John Castle (1819 – 1888): An Introduction

 

A Typical Shop Front www.british-history.ac.uk
A Typical Shop Front
www.british-history.ac.uk

“Ahead; them; keep pushing; and elbow your way;Unheeding the envious who wish you to stray;

All obstacles vanish; all enemies quail

In the path of their progress who nev’r say fail.” (28)

Extract from ‘the Colchester Co-operative Society Song’

John Castle was born in Great Coggeshall, Essex in 1819, an area where fifty per cent of workers were either unskilled or semi-skilled. His memoir is a twenty-two thousand word typed account written in 1871 documenting his life up to this point told through a series of significant events. John alludes to his early childhood briefly, a childhood littered with many tragedies and much toil, through to the eventual culmination of all his labours, being one of the founding members of the Colchester Co-operative society.

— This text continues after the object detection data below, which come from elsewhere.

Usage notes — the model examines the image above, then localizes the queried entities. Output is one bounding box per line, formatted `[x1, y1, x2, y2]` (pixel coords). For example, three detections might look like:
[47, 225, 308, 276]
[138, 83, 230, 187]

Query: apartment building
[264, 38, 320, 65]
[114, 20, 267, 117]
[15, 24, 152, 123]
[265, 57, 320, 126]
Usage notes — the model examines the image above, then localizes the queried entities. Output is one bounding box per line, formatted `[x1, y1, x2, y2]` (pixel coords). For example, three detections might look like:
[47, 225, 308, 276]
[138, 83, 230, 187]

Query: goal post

It is difficult for me to understand why this account is so intriguing, I guess simply the world described by John Castle is so unfathomable to a person of my generation that it makes me feel privileged to have what I have. What struck me instantly upon reading it was the shear hardship this extraordinary man has suffered throughout his life. The poetic verse written above is an extract from the song of the Colchester Co-operative Society and is a perfect summation of that attitude and resilience that enabled a man of such humble beginnings to achieve great things.

John Castle having attended writing school became a weaver shortly before a point in time where the industry almost collapsed; having been relieved of this position he then worked for the local union. He was discharged from the union following an incident where he stated to the Chairman of the board of Guardians that his ill brother could not carry on working on such little food. He says of the incident in his memoir, ‘I am not afraid of him or any other when I speak the truth’. (8) This honesty and integrity is the second reason I was drawn to the memoir. Not only does John rise from challenging circumstances to become foreman of a weaving plant, he also paves the way for future generations of working class men to improve their own circumstances. When discussing his failure to be re-elected to the office of rate collector John remarks, ‘I rejoice that my fall from such a position was because I had aimed to raise my fellow man morally, socially, and physically!’ (39), again a testament to the spirit and character of the man.

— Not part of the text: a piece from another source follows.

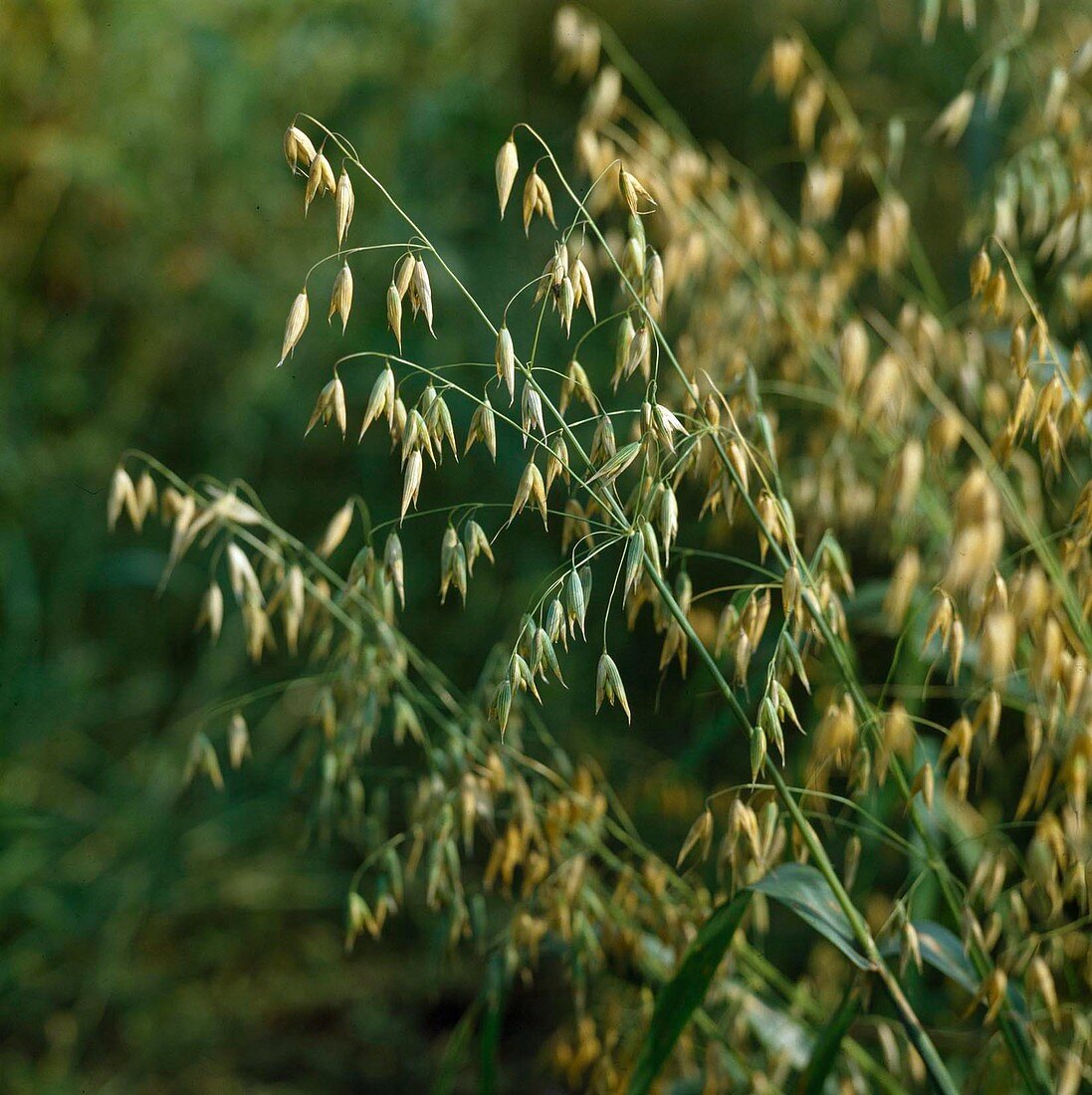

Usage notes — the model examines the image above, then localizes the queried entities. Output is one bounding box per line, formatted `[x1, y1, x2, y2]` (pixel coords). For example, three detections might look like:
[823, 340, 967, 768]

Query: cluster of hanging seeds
[109, 0, 1092, 1095]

John uses a mixture of two different styles in his account. On the one hand he has a very factual discourse naming specific bread allocations and distances he has walked without too much reference to their relevance. On the other hand, he writes in a more emotive style when relating particular incidents and situations. It is this second style that really interested me.

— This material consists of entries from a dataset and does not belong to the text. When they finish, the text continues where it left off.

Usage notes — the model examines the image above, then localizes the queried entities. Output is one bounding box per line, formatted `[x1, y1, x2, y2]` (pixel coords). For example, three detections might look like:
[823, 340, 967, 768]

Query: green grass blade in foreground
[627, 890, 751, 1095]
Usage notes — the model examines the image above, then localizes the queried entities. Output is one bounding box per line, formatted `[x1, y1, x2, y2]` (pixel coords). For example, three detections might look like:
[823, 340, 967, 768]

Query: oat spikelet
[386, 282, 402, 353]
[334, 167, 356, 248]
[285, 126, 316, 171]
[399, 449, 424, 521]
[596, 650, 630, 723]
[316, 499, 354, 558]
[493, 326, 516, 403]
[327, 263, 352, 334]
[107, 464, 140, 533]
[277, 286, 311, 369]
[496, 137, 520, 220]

Although he documents his response to many terrible family deaths, it is his relationship with education and religion that I feel provides a real insight into the nature of a clearly intelligent man. Religion undoubtably played an important role in society at the time and to not be religious was almost unheard of. Religious scepticism is however present. In describing his feelings John says, ‘I was awakened to a deep sense of my state as a sinner and felt should. I be called to die that I must be lost forever’. (17) John seeks redemption from the church. In doing so he encounters clear contradictions in religious teachings. ‘My mind was led to ask “How comes it about that one man preaches so diametrically opposite to the other?” (17)

To sum up, I have no real connection to John Castle by means of similarity of lifestyles, geography, or experience. What I do have, however, is admiration for a clever and gracious man who has achieved much in his life. I think the personality of John Castle shines through in his account. I also think that in beginning to understand his life it has put perspective onto my own. A truly moving memoir.